Why have Western countries collectively withdrawn from the electric vehicle market?

The reason is crystal clear: European automakers are fully embracing the Chinese electric vehicle (EV) industry chain.

A stone wall with cracks labeled "EU Internal Combustion Market." European car logos huddle behind the wall. A Chinese electric car breaks through the wall.

European manufacturers have reached a decisive conclusion: to survive, they need to join the Chinese EV industry chain, occupy complementary technological sectors, become core shareholders, and share in the profits. Attempting to stand alone and compete across the board would be a certain death sentence. In fact, German companies have ambitious plans to team up with Chinese automakers to eliminate American and Japanese competition altogether.

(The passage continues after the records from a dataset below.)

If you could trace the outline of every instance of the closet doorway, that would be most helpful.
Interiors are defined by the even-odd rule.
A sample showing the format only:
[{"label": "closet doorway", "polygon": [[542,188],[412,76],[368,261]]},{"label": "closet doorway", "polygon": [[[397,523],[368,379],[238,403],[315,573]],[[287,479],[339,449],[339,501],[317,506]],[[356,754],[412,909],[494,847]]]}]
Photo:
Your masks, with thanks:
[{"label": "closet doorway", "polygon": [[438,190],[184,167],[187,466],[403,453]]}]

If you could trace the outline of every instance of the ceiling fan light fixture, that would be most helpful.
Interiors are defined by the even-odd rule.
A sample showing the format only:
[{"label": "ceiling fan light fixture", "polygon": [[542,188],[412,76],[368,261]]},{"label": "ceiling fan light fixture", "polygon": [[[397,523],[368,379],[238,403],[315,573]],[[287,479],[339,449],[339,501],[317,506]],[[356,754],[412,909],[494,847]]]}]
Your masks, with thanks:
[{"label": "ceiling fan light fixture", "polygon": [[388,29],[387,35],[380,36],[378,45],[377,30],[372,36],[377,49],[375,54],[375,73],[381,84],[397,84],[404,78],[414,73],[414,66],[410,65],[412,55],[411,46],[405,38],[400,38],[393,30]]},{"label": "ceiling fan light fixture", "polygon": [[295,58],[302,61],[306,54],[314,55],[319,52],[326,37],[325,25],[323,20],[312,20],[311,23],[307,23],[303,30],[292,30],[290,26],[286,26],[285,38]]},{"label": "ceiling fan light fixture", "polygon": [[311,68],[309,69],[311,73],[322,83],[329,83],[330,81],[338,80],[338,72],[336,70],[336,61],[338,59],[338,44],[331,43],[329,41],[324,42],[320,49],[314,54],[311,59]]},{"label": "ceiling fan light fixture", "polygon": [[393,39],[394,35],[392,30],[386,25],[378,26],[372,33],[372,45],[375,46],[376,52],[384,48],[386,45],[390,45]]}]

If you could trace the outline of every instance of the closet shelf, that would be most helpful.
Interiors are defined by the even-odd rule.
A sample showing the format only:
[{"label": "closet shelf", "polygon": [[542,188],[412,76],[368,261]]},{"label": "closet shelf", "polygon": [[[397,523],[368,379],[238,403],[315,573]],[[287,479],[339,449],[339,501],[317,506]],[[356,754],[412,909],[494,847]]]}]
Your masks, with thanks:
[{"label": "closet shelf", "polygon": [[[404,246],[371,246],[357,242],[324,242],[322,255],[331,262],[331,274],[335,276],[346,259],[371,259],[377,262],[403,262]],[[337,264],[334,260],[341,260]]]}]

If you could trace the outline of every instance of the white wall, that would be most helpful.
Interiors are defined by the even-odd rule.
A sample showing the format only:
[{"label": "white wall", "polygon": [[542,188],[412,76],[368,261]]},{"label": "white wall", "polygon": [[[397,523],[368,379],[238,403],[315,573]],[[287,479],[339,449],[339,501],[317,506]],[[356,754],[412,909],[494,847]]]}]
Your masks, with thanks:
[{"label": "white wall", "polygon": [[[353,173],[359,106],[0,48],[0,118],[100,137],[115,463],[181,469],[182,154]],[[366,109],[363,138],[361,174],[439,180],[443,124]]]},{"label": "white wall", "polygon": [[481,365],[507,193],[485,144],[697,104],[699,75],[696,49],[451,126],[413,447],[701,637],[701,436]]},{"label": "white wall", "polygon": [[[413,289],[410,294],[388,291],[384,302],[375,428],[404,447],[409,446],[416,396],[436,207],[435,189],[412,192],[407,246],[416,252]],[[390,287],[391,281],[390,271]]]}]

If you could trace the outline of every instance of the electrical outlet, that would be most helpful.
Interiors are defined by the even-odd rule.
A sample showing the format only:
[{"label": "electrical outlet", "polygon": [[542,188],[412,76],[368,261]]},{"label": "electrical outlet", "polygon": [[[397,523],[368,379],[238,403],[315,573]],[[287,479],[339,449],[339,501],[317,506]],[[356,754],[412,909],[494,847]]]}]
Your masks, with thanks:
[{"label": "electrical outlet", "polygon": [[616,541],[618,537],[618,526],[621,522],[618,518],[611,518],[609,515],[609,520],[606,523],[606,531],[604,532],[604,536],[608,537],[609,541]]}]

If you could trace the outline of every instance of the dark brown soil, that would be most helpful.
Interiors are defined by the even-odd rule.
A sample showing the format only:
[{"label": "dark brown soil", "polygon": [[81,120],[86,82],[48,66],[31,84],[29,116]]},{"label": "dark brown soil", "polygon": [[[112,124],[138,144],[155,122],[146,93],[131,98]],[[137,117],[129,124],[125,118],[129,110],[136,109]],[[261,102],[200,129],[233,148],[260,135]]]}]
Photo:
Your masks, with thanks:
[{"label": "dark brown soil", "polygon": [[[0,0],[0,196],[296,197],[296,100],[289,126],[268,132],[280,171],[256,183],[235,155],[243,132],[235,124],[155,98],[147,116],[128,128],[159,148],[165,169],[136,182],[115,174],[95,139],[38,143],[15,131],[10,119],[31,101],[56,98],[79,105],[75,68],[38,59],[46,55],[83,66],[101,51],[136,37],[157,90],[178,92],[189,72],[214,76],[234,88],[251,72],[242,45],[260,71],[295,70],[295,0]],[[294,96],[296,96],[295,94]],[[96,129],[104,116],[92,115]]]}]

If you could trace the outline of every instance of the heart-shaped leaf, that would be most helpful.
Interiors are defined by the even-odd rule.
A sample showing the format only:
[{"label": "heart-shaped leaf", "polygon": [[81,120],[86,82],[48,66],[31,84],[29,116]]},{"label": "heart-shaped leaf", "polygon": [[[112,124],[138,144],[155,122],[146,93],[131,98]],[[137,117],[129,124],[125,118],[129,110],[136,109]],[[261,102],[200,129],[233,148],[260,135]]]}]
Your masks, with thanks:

Through a Sino-German alliance, Germany could pry open the doors of the European Union from within. Given this scenario, it would be almost inevitable for French, Italian, Japanese, and South Korean automakers to find themselves on a dead-end path, likely to be swallowed up by Sino-German hybrid vehicles adorned with a German label. Japanese and Korean manufacturers risk losing the European market, potentially surviving only on a blend of nationalism and the American market, as the rest of the world would fall under the Sino-German influence.

German enterprises are looking at a twenty-year partnership that not only allows them to stay abreast of developments and partake in the rewards but also to lie in wait, perhaps emerging as strong competitors in the next cycle. The current collective move by those who have been too slow to partner with China, or who are unable to do so due to various reasons, is an act of desperation. These “left-behinds” are banding together in an attempt to close off their markets and stave off sudden obsolescence.

The collective decision to abandon electric vehicle ambitions is simply an exercise in unifying their messaging, an effort to lower the barriers for setting up a defensive front. However, it’s doubtful that Germany will play along. Without a fallback option, Germany must ride China’s fast train to thrive in the grand electric wave, rather than huddle behind stone walls with the European losers, fighting over Europe’s shrinking internal combustion market. The assault from China isn’t a short-term challenge; it’s a relentless onslaught without a visible end, capable of gradually wearing down even the strongest of adversaries. After years of attrition, these contenders will lose the strength to even conceive of a fightback. Faced with a choice to either feast with a band of losers or dine with the new alpha, the answer seems evident.

A map of the world with arrows pointing towards China. Cars with lightning bolt symbols represent electric vehicles.

Abandoning the goal of electrification is one thing; implementing a wholesale ban on electric vehicles is quite another. A ban on pure Chinese EVs may be feasible, but it would not be easy to extend such prohibition to hybrid German-made vehicles – a product of Sino-German collaboration.